7月15日より開催されていた「SKIPシティ国際Dシネマ映画祭 2023」のクロージング・セレモニー(表彰式)が23日、SKIPシティ映像ホールにて開催され、各賞の発表が行われた。

【写真を見る】国内コンペティション部門、審査員長を務めた映画監督の中野量太は「才能に嫉妬」とコメントも。
【写真を見る】国内コンペティション部門、審査員長を務めた映画監督の中野量太は「才能に嫉妬」とコメントも。

冒頭の挨拶で堀光敦史埼玉県副知事は、映画祭開催地である川口市や映画祭開催に向け協力してくれた企業や団体、そして審査を引き受けた方々へ感謝の言葉を伝え、「SKIPシティ映画祭からは、これまで(国内コンペティション審査員)審査員長を務めた中野量太監督をはじめとする映画界を牽引する監督が巣立っていきました。今回の参加をきっかけにお互いに切磋琢磨して将来の映画界を担ってください」と大野元裕埼玉県知事のメッセージを代読。

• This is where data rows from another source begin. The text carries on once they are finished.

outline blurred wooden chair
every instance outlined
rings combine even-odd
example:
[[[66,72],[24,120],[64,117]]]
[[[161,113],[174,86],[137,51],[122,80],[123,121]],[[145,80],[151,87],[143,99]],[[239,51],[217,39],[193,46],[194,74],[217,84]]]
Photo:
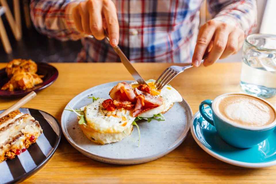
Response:
[[[5,13],[5,8],[0,6],[0,37],[3,43],[3,46],[5,51],[7,54],[10,54],[12,51],[12,49],[1,18],[2,15]]]
[[[1,16],[2,16],[4,14],[6,16],[13,34],[16,39],[18,41],[21,39],[22,37],[19,0],[13,0],[13,3],[14,18],[6,0],[0,0],[0,4],[1,6]],[[7,53],[10,53],[12,50],[3,23],[3,21],[2,18],[1,18],[1,19],[0,35],[1,39],[3,43],[5,51]]]

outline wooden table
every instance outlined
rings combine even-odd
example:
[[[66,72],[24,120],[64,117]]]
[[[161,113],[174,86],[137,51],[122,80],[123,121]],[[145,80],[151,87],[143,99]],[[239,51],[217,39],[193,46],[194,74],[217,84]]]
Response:
[[[95,86],[132,80],[119,63],[52,63],[59,76],[52,85],[37,93],[22,107],[47,112],[60,122],[63,108],[76,95]],[[0,68],[6,64],[0,63]],[[170,64],[139,63],[134,67],[145,79],[156,78]],[[194,114],[199,104],[221,94],[242,92],[239,86],[241,63],[218,63],[185,70],[170,84],[191,106]],[[0,98],[0,109],[20,98]],[[276,97],[267,99],[276,106]],[[276,166],[251,168],[236,166],[210,156],[189,133],[184,142],[168,154],[143,164],[131,165],[100,162],[80,153],[64,136],[48,162],[24,183],[275,183]]]

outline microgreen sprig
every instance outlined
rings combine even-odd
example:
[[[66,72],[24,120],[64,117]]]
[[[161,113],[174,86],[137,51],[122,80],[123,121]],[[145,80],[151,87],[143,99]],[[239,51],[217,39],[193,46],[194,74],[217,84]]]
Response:
[[[77,112],[76,110],[74,110],[73,109],[72,107],[70,107],[70,106],[68,105],[68,107],[69,107],[70,109],[72,110],[72,111],[73,111],[78,116],[80,117],[80,120],[78,121],[78,124],[86,124],[87,123],[87,122],[86,121],[86,120],[85,119],[85,116],[84,114],[80,114],[79,113]],[[64,110],[67,110],[67,109],[64,109]],[[82,111],[83,112],[83,111]]]
[[[93,99],[93,102],[94,102],[94,101],[96,101],[97,100],[99,99],[100,99],[100,97],[97,97],[97,98],[96,98],[96,97],[95,97],[93,96],[92,97],[88,97],[87,98],[92,98],[92,99]]]
[[[135,118],[136,119],[136,118]],[[136,123],[136,122],[135,121],[133,121],[132,122],[132,125],[135,125],[137,127],[137,129],[138,130],[138,135],[139,135],[139,139],[138,141],[138,147],[139,147],[139,146],[140,144],[140,131],[139,129],[139,126],[138,126],[138,125]]]

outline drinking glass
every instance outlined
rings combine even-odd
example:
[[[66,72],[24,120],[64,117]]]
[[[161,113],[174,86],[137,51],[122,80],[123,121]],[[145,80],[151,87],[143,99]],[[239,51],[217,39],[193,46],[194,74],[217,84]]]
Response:
[[[269,98],[276,95],[276,35],[253,34],[246,39],[240,85],[254,96]]]

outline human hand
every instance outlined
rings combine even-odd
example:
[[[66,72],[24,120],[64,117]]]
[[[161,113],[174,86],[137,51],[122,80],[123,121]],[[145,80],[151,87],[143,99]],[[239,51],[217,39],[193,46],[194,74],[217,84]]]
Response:
[[[102,40],[103,29],[107,28],[110,45],[118,45],[119,24],[115,5],[111,0],[86,0],[72,5],[73,20],[79,32]]]
[[[206,52],[209,53],[203,63],[205,66],[235,54],[241,47],[244,39],[244,32],[240,28],[220,21],[209,20],[199,29],[192,64],[199,66]]]

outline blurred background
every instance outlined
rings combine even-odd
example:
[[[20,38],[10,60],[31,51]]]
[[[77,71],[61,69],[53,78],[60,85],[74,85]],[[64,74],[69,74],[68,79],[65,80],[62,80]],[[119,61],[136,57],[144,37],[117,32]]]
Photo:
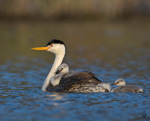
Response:
[[[149,31],[149,0],[0,0],[1,63],[33,56],[31,47],[53,38],[68,44],[68,54],[114,57],[118,50],[149,47]]]
[[[31,48],[54,38],[70,69],[145,93],[41,92],[54,55]],[[0,120],[149,121],[149,67],[150,0],[0,0]]]
[[[0,63],[33,56],[31,47],[53,38],[68,44],[68,56],[109,61],[148,48],[149,31],[149,0],[0,0]]]

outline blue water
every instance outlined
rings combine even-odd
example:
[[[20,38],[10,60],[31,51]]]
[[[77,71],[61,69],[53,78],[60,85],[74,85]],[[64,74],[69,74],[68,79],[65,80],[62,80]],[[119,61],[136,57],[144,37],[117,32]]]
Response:
[[[143,94],[48,93],[41,92],[40,89],[51,65],[47,66],[48,63],[40,58],[18,57],[17,61],[19,62],[7,61],[0,66],[1,121],[150,120],[150,81],[147,66],[138,70],[142,76],[129,74],[126,78],[130,84],[143,87]],[[88,60],[79,60],[81,63],[82,61]],[[112,83],[120,75],[120,70],[111,65],[106,64],[107,68],[96,65],[81,67],[94,71],[105,82]],[[121,75],[130,71],[132,68],[124,70]]]
[[[0,22],[0,121],[150,121],[150,21]],[[103,82],[124,78],[144,93],[49,93],[54,56],[30,48],[67,46],[64,62]],[[113,87],[114,88],[114,87]]]

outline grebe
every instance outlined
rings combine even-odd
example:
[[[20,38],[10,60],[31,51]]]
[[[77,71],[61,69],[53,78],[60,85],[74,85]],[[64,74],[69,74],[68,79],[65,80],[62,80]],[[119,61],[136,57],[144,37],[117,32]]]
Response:
[[[101,92],[102,82],[98,78],[95,77],[95,74],[88,71],[69,71],[67,74],[63,75],[60,82],[53,86],[51,83],[51,77],[56,75],[57,68],[62,63],[63,58],[66,53],[66,47],[63,41],[53,39],[46,47],[36,47],[32,48],[33,50],[47,50],[51,53],[55,54],[55,60],[52,65],[52,68],[46,77],[42,91],[49,92]],[[97,86],[97,87],[96,87]],[[91,90],[90,87],[95,88],[95,90]],[[92,89],[93,89],[92,88]],[[104,87],[103,87],[104,88]],[[109,89],[105,89],[104,91],[108,92]],[[103,92],[104,92],[103,91]]]
[[[112,85],[117,85],[119,87],[112,89],[111,92],[133,92],[133,93],[143,93],[143,89],[141,87],[126,85],[124,79],[119,78]]]

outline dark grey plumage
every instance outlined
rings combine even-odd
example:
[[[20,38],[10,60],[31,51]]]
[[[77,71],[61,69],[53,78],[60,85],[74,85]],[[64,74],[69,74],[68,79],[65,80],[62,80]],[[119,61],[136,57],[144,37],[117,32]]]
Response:
[[[111,92],[133,92],[133,93],[143,93],[143,89],[141,87],[126,85],[125,80],[119,78],[113,83],[113,85],[118,85],[119,87],[114,88]]]
[[[62,77],[59,85],[52,86],[49,84],[46,90],[49,92],[93,92],[92,87],[95,88],[100,83],[101,81],[91,72],[69,71]],[[104,90],[108,91],[107,89]]]

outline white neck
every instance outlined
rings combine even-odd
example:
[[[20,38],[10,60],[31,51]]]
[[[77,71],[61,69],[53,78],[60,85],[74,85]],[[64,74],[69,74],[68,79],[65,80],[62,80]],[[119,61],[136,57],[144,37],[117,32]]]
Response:
[[[64,56],[65,56],[65,51],[62,52],[61,54],[55,55],[54,64],[52,65],[52,68],[43,83],[42,91],[46,91],[46,88],[50,82],[51,77],[55,75],[55,72],[56,72],[58,66],[62,63]]]

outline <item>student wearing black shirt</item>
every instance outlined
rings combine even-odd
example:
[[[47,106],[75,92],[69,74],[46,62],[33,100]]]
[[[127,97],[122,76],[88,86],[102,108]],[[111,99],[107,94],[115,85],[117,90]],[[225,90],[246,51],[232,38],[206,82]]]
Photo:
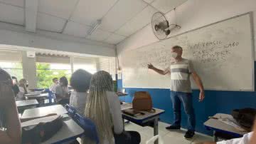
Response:
[[[17,78],[15,77],[15,76],[11,76],[11,79],[12,79],[12,81],[13,81],[13,90],[14,90],[14,96],[15,97],[17,96],[17,94],[19,92],[19,88],[18,88],[18,80],[17,80]]]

映画祭総合プロデューサーの八木信忠は「第1回からずっと(映画祭に)関係しています。20回目となる今回(の開催期間中)でも最も気温が高い日の閉会式になって…」と少々暑さにグッタリとした様子を見せながらも、無事に閉会式が迎えられたことに感謝し、本映画祭から若い才能が羽ばたき続けていくことに期待していると呼びかけた。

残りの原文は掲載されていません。